Here’s a guest post from Rob Symes, who has just made a documentary film called Outside View on sports and data:
“When the Houston Astros take the baseball field for Jackie Robinson day on April 16, a former NASA engineer will be paying close attention. Sig Mejdal, the Astros’ Director of Decision Sciences, is the embodiment of a ten-year revolution sparked by Michael Lewis’s bestseller Moneyball. The Astros, the team with the lowest payroll in baseball, rely on Mejdal’s statistics to help them find undervalued players.
But while people analytics has been embraced by sport, as Soccernomics fans are surely aware, it has largely been ignored by business. Seventy per cent of NBA teams employ data-savvy analysts to advise on recruiting decisions but only ten per cent of HR professionals in FTSE 100 companies have a numerate degree.
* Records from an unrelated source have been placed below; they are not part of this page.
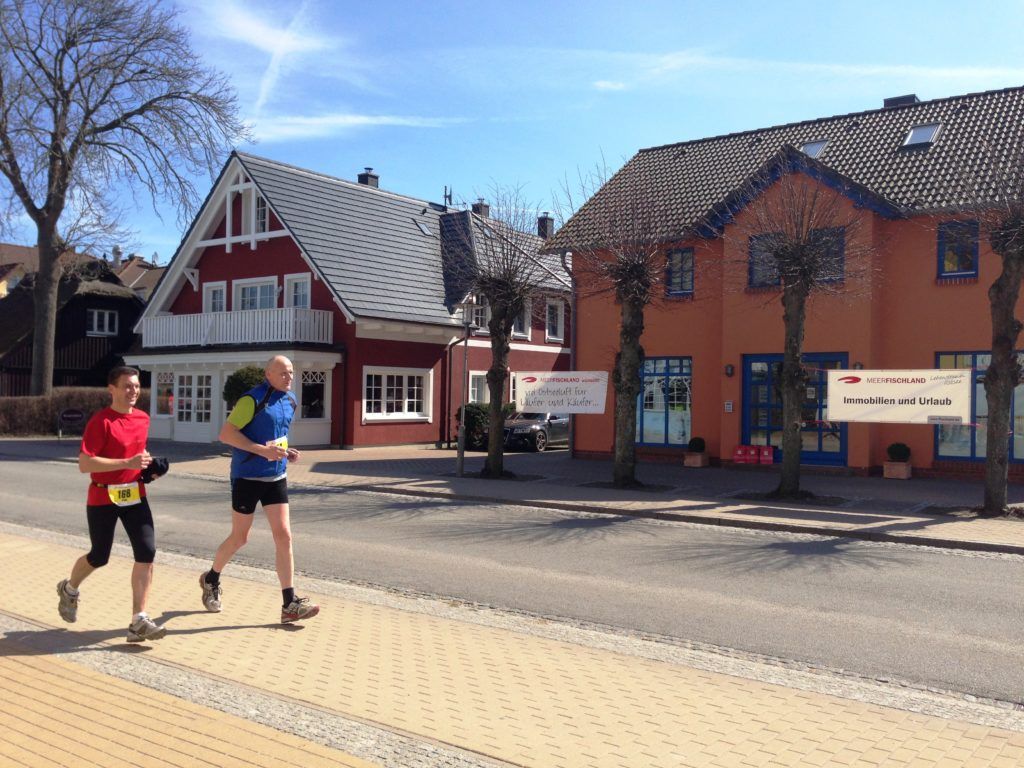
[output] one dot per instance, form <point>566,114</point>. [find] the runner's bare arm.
<point>88,463</point>
<point>231,435</point>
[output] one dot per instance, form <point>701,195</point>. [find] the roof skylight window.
<point>922,135</point>
<point>813,148</point>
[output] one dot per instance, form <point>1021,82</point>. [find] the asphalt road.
<point>937,617</point>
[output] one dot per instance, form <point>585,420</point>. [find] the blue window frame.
<point>957,249</point>
<point>968,441</point>
<point>664,403</point>
<point>679,272</point>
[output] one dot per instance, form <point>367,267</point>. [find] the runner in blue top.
<point>257,432</point>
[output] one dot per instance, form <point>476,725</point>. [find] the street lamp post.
<point>467,327</point>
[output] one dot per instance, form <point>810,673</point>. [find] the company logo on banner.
<point>561,391</point>
<point>900,396</point>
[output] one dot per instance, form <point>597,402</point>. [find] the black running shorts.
<point>247,494</point>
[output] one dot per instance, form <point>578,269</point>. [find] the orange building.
<point>910,284</point>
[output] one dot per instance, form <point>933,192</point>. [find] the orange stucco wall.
<point>891,312</point>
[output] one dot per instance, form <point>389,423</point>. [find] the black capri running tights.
<point>137,520</point>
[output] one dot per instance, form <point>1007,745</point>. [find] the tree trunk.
<point>1000,380</point>
<point>794,382</point>
<point>494,466</point>
<point>45,310</point>
<point>627,382</point>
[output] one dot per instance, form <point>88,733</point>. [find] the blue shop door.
<point>822,442</point>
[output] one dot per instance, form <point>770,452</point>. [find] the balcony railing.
<point>241,327</point>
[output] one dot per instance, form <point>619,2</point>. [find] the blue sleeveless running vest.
<point>269,423</point>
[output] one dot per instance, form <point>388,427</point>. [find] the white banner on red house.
<point>941,396</point>
<point>561,391</point>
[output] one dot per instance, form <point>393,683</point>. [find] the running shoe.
<point>144,629</point>
<point>300,607</point>
<point>68,607</point>
<point>211,594</point>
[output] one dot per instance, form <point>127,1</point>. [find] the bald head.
<point>280,373</point>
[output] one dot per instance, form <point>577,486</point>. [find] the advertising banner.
<point>941,396</point>
<point>561,391</point>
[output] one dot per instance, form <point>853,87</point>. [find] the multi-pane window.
<point>478,388</point>
<point>257,296</point>
<point>261,214</point>
<point>520,326</point>
<point>165,393</point>
<point>957,242</point>
<point>214,297</point>
<point>100,323</point>
<point>195,398</point>
<point>679,272</point>
<point>390,393</point>
<point>555,322</point>
<point>313,390</point>
<point>297,291</point>
<point>481,312</point>
<point>664,404</point>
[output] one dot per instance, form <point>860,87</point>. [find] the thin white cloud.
<point>289,127</point>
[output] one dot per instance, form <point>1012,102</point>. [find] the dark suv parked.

As Nobel Prize Winner Daniel Kahneman says in the upcoming documentary The Outside View, one of the keys to good decision-making is to let statistics “not humans make the final decision.” However, while Amazon’s use of data analytics has transformed e-commerce, and companies like Dupont Pioneer are increasingly using data to make the agricultural industry more efficient, data rarely influences companies’ hiring decisions. As Kevin Roberts, the CEO of Saatchi and Saatchi says in the documentary when hiring candidates, “you don’t measure it, you smell it, you sniff it.”
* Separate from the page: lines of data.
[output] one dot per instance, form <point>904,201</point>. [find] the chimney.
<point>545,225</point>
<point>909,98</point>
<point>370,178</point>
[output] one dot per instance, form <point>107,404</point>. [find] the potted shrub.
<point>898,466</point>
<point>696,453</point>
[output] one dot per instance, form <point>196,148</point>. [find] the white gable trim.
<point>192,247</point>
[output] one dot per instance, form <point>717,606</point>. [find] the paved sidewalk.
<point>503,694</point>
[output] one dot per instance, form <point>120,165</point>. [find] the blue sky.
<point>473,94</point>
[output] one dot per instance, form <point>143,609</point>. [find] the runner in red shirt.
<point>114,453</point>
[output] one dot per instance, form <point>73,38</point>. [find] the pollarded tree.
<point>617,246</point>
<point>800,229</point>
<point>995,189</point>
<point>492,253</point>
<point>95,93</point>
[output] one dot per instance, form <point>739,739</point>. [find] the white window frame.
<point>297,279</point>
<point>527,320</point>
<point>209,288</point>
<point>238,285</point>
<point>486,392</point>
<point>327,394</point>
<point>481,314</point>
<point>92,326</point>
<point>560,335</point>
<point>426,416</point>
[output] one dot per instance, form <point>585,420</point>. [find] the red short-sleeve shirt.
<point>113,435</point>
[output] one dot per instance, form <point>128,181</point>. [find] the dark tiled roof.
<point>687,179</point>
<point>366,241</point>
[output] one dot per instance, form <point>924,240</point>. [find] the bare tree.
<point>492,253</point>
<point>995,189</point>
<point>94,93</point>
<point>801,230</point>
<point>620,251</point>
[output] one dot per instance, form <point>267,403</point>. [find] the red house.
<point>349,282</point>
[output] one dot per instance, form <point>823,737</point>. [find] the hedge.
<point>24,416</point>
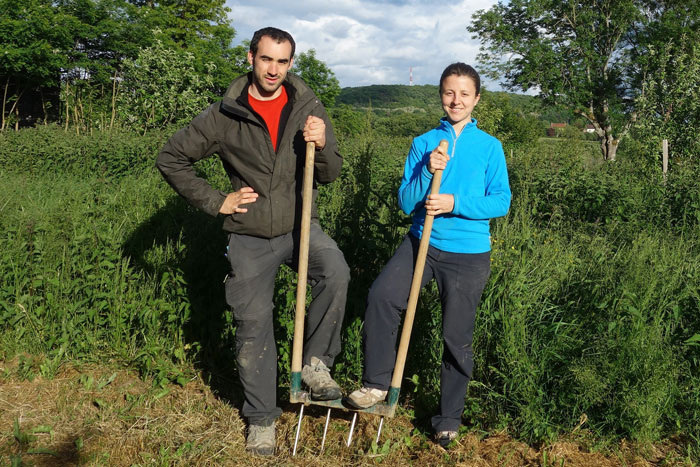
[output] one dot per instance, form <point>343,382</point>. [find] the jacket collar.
<point>235,100</point>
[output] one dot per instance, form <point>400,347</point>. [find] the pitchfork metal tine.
<point>325,429</point>
<point>296,438</point>
<point>352,428</point>
<point>379,431</point>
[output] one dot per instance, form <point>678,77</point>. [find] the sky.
<point>371,41</point>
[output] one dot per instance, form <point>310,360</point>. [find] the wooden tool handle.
<point>302,272</point>
<point>415,284</point>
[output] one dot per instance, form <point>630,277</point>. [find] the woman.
<point>474,189</point>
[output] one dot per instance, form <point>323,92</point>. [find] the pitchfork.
<point>383,409</point>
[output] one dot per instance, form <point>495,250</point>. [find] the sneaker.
<point>261,440</point>
<point>317,377</point>
<point>444,438</point>
<point>366,397</point>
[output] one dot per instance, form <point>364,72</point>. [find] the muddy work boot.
<point>261,440</point>
<point>317,377</point>
<point>444,438</point>
<point>365,398</point>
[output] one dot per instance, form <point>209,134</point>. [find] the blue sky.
<point>371,41</point>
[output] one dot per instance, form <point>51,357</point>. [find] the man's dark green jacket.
<point>232,130</point>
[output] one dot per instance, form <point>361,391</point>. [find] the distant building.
<point>555,128</point>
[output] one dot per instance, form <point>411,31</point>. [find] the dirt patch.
<point>97,415</point>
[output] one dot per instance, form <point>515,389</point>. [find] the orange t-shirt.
<point>270,112</point>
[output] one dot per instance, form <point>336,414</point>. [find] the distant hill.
<point>390,96</point>
<point>420,98</point>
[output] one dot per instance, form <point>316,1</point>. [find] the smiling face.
<point>459,97</point>
<point>270,63</point>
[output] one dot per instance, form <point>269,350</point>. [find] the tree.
<point>33,41</point>
<point>318,76</point>
<point>669,103</point>
<point>202,28</point>
<point>161,87</point>
<point>585,55</point>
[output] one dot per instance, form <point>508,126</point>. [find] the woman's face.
<point>459,97</point>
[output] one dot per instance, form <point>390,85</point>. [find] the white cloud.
<point>371,41</point>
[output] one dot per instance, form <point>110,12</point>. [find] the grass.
<point>91,414</point>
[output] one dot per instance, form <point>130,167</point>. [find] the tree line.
<point>93,64</point>
<point>623,65</point>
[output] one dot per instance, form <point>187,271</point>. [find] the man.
<point>260,130</point>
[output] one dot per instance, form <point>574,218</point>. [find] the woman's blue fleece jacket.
<point>476,175</point>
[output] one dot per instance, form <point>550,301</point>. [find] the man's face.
<point>270,66</point>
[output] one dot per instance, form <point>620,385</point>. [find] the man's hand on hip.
<point>232,203</point>
<point>315,131</point>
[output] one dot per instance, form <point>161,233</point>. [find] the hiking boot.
<point>365,397</point>
<point>444,438</point>
<point>317,377</point>
<point>261,440</point>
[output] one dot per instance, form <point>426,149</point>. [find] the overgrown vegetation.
<point>590,318</point>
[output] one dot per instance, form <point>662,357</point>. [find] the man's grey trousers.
<point>250,291</point>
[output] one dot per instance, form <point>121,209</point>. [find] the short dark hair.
<point>274,34</point>
<point>461,69</point>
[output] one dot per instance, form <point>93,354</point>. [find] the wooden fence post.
<point>664,161</point>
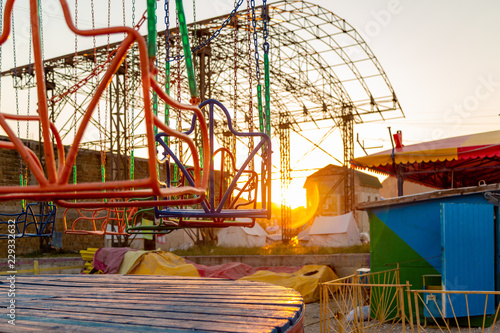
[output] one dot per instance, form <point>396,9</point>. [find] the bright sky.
<point>442,58</point>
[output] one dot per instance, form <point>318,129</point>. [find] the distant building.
<point>330,183</point>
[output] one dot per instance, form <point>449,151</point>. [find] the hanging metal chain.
<point>75,63</point>
<point>28,99</point>
<point>167,63</point>
<point>132,113</point>
<point>214,35</point>
<point>267,89</point>
<point>255,43</point>
<point>101,143</point>
<point>249,119</point>
<point>179,113</point>
<point>40,11</point>
<point>16,86</point>
<point>235,84</point>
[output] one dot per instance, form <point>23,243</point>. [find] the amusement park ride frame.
<point>321,70</point>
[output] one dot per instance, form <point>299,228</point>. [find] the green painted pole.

Rob Symes, the presenter of Outside View (which focuses on the gap between the use of data analytics in sport and business) says: ‘When hiring, companies in the FTSE 100 must embrace data analytics or risk being superseded by more technologically savvy upstarts.’
The fact is that as the Houston Astros make player selections this year, they are unlikely to be making them solely, as Jack Welch once said, from the gut.